Erkelenz : Abendkleid gegen die Uniform getauscht

Da hatte das Kulturamt der Stadt Erkelenz definitiv den richtigen Riecher.

Denn wer das Musical „Sing! Sing! Sing! - die Andrews Sisters” nach Buch und Regie von Mathias Christian Kosel mit ihrer hervorragenden Darbietung in der Stadthalle nicht besuchte, der hatte in der Tat einen unterhaltsamen und auch anspruchsvollen Abend verpasst.

Die Andrews Sisters, ein hervorragend miteinander harmonierendes Trio mit Charlotte Heinke (Patty), Victoria Fleer (Maxene) und Katrin Gerken (LaVerne), bestachen in dem Stück, das durchaus eine Hommage an die legendären Andrews Sisters ist, mit spürbarer Spielfreude sowie vor allem mit gesanglichen und tänzerischen Meisterleistung das Publikum.

Begleitet wurden sie dabei von der hervorragenden „Blue Eyes Swing Band” und so gab es einem Abend, der sicher unter dem Motto, „Mit Boogie gegen Bomben; Sing! Sing! Sing!” hätten heißen können.

Temperamentvoll ließ das Trio den Sound der damaligen Zeit mit ihren bekannten Hits wie „Rum and Coca Cola”, „Bella, bella Marie”, „Bei mir bist Du schön” oder „When the saints go marchin in” wieder aufleben. Die Akteurinnen hatten den Swing im Blut und boten sehr authentisch, charmant und auch souverän diese gelungene 30er Jahre-Revue.

Der Abend war umso gelungener, als dass Sängerinnen und Band sogar noch spontan improvisieren mussten und bewiesen, dass auch dies die Künstler allesamt vor keine Schwierigkeiten stellt. So war der Autor und Regisseur des Musicals, Mathias Christian Kosel, der die Rolle des Pianisten Wally Weschler spielt und bei der Band den Takt angibt, plötzlich erkrankt. So wurde er kurzerhand durch zwei Personen ersetzt.

Den Part am Flügel übernahm souverän Lorenz Bösche, den schauspielerischen der zwar völlig unvorbereitete Klaus Falkhausen, doch auch er ließ sich nicht beirren, und wusste das Publikum zu begeistern. Zwar hatte er stets einen Textordner auf der Bühne mit dabei, doch wusste er dies so geschickt und charmant in die Handlungen einzubauen, dass es auch durchaus ein Teil der Inszenierung hätte sein können.

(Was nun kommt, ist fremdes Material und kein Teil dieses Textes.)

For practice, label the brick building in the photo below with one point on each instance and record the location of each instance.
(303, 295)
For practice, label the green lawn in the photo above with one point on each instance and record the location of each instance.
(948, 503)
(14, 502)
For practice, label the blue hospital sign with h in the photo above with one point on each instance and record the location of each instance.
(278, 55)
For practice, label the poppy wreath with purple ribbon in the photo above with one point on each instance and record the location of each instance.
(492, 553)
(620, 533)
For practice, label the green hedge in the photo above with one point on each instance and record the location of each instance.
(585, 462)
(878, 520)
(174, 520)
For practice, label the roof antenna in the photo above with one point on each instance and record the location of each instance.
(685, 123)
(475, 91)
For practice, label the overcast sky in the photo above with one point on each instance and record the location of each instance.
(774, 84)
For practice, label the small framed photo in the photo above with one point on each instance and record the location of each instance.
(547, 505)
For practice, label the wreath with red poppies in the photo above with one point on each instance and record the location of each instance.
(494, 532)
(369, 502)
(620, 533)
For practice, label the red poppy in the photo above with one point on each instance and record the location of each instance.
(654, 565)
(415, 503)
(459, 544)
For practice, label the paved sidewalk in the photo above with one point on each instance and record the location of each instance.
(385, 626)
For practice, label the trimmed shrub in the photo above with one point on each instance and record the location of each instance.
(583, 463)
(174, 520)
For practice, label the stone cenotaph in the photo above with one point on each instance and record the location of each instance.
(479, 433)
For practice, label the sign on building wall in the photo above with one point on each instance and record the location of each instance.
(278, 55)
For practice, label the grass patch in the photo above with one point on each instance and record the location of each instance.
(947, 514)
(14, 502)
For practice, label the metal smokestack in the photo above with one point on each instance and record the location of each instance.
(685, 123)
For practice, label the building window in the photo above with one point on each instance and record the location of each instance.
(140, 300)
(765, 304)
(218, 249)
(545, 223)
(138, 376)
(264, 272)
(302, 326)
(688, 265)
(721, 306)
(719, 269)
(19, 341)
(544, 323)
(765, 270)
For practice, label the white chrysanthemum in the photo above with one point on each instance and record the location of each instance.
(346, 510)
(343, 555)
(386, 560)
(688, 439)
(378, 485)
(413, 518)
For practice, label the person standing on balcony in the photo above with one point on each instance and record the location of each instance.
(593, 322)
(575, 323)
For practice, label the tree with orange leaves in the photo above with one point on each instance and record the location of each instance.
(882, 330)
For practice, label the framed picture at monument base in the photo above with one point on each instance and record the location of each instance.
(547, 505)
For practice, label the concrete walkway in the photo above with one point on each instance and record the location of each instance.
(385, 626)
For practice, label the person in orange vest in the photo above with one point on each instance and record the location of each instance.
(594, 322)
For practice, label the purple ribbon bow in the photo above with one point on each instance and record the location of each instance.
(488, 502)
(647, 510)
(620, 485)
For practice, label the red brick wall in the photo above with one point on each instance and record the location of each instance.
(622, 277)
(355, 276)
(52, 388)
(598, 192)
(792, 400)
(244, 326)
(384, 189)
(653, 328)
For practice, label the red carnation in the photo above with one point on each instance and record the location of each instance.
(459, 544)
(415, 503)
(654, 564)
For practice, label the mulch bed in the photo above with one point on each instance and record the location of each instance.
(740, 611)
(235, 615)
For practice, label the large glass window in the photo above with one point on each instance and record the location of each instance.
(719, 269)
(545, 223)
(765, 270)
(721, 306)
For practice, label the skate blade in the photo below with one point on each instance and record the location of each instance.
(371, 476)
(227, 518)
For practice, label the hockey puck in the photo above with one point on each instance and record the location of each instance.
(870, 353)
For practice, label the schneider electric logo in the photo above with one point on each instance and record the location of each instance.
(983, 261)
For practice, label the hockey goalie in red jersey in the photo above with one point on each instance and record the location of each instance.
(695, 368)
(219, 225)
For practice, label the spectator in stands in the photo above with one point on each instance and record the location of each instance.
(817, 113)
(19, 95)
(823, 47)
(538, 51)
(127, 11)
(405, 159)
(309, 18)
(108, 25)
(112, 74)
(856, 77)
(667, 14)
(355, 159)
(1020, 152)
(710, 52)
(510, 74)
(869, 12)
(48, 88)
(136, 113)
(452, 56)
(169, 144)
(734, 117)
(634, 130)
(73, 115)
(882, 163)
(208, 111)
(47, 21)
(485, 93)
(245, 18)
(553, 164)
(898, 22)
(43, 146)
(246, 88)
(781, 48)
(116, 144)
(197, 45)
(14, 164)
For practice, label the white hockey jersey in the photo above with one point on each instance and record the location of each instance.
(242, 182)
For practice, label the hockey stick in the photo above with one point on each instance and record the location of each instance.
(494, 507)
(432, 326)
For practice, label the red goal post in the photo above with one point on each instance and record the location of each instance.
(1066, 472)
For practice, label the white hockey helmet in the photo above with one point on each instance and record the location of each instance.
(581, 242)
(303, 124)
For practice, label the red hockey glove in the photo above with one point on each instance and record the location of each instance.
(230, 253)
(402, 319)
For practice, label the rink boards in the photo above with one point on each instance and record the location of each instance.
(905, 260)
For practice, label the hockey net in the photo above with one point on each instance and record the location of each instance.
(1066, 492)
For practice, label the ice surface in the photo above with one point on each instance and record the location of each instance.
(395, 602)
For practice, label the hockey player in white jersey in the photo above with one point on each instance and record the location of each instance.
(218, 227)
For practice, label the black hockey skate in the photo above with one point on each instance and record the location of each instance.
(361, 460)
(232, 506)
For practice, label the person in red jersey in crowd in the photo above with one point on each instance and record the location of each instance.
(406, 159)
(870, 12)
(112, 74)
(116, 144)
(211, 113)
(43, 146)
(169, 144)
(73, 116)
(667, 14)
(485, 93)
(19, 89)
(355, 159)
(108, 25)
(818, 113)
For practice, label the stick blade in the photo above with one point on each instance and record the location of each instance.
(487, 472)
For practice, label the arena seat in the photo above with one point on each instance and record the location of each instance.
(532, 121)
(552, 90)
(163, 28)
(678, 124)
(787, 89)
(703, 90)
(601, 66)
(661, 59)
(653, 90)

Kurzum, es störte nicht im geringsten, ganz im Gegenteil, verlieh dies dem Stück, in dem die einzelnen Stationen der Andrews Sister von den Anfängen bis zum großen Durchbruch gezeigt wurden, gleich eine ganz besondere Note. Dazu gehörten vor allem ein erstes Vorsingen des jiddischen Liedes „Bei mir bist du schön”.

Das als „merkwürdig” bezeichnete Lied wurde zunächst abgelehnt, bildete dann aber den Auftakt zu einer der größten Karrieren im Show Business, wird diese Aufnahme doch der ersten weiblichen Gesangsgruppe eine Platinschallplatte einbringen. Der Anfang war alles andere als einfach.

Differenzen und liebevolle Kabbeleien blieben natürlich nicht aus. Die harte Arbeit zahlte sich aber aus, langsam kommt der Erfolg. Endlich 1941 die Chance: ein Konzert in New York. Die Andrews Sisters und ihr Pianist Wally Weschler erobern das Publikum im Sturm.

Das platzt mitten in die festliche Stimmung die Nachricht vom Überfall auf Pearl Harbour. Das ändert alles. Die Schwestern tauschen das Abendkleid gegen die Uniform und gehen auf Truppenbetreuung an die Front. Ihre Musik, ihr Swing, bringt den Kämpfenden und Verwundeten Trost und Hoffnung.

Nicht endend wollender Beifall, beendeten einen gelungenen Musicalabend.